Yes, we have got a very long way to go in rebuilding that show, but last week showcased all over again just how great world rallying it. So, why can't we believe and back ourselves?
I'm not denying it's expensive to get there, but what happened to trading our way out of trouble? There's nothing wrong with our product in its rawest form: man, machine and heavily cambered road.
The short-term view is to chop NZ out and head for a bunch of homogenised European events where you can't really tell what country we're in, but at least they're cheap to put on. That's folly.
Yes, maybe we need to slash the number of rallies, but the ones that make us great should be the bedrock of the series. And that includes New Zealand.

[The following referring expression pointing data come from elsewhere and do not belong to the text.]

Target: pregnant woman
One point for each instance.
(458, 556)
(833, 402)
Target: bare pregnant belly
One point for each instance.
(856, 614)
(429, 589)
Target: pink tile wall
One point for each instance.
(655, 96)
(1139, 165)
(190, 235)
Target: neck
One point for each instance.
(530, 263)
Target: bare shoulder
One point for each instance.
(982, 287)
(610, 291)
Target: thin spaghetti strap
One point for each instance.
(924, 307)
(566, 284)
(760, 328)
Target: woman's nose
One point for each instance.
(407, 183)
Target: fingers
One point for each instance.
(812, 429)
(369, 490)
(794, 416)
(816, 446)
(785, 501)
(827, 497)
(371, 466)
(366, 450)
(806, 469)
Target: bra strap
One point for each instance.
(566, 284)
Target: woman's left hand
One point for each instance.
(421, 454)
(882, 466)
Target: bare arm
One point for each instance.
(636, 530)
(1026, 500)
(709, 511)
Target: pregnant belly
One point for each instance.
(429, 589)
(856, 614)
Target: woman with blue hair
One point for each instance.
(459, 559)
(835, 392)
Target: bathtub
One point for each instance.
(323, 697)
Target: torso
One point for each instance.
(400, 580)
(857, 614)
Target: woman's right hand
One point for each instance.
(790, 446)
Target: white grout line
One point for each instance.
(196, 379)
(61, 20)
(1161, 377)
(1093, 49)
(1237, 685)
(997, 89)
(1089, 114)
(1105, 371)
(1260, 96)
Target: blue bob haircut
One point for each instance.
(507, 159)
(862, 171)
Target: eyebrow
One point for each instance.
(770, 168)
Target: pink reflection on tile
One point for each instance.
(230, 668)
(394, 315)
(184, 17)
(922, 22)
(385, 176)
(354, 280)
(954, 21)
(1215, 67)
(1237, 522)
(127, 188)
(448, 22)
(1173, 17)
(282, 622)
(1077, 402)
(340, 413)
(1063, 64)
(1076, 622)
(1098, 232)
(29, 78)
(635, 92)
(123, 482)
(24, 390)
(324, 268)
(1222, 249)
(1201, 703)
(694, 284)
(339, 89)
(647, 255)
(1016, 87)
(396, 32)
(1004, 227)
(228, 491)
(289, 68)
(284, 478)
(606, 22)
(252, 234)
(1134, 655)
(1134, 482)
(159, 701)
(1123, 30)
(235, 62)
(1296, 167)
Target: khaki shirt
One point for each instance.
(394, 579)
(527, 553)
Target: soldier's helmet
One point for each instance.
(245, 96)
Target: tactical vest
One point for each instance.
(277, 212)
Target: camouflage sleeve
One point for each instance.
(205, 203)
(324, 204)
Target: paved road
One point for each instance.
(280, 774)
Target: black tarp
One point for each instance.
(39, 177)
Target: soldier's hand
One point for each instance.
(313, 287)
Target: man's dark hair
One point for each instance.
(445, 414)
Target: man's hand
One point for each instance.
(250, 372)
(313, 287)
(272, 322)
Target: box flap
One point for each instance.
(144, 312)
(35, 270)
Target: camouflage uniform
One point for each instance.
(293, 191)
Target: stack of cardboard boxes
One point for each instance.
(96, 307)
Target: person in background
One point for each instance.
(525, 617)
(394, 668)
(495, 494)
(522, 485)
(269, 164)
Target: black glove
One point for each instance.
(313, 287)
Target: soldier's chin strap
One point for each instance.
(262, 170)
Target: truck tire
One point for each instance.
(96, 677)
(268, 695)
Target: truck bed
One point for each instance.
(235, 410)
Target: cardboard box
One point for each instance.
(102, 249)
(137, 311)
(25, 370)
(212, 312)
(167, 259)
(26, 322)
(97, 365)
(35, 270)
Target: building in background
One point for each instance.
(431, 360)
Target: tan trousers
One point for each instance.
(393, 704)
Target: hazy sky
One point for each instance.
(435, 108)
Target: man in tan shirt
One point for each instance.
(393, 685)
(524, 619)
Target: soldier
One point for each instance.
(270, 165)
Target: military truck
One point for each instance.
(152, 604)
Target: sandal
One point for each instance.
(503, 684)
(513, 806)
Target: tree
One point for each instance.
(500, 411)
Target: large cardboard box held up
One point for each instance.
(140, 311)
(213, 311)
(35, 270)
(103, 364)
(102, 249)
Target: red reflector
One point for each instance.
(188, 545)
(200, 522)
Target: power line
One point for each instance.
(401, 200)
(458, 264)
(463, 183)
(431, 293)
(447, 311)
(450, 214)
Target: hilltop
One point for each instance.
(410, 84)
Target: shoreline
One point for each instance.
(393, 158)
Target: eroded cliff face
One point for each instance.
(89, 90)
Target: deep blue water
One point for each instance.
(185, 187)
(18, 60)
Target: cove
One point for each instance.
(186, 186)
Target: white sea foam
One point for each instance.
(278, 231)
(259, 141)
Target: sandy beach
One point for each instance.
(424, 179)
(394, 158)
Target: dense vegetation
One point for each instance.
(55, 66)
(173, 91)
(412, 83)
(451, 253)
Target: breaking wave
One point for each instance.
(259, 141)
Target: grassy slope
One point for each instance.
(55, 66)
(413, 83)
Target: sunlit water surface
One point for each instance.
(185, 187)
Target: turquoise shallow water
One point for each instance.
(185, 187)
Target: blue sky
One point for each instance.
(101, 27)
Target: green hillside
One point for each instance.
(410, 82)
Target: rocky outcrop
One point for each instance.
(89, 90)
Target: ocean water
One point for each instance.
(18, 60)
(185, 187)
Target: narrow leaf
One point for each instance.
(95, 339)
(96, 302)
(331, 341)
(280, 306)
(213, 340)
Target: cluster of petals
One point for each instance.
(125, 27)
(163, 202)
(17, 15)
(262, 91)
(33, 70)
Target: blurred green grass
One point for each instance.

I'm not saying there weren't faults last week, there were. The service park was atrocious. Realising this might be their final shot at retaining WRC status, plugs should have been pulled out. Queen Street (the centre of the city) should have been closed down for three days and turned into a service park, while the surrounding roads should have been booming to the soundtrack of World Rally Cars on a superspecial every evening. Audacious? You bet. But it's that kind of ambition, aspiration and faith we need.
Go watch Sebastien Loeb thrashing his Citroen up the Inland Road in the suburbs of Helensville last week and try telling me we don't have the best sport in the world.
It's time to stop selling ourselves short: we're all about the best drivers and the best cars on the best roads on the planet. The stage and the actors are all in place. Now it's time for somebody to sell the show.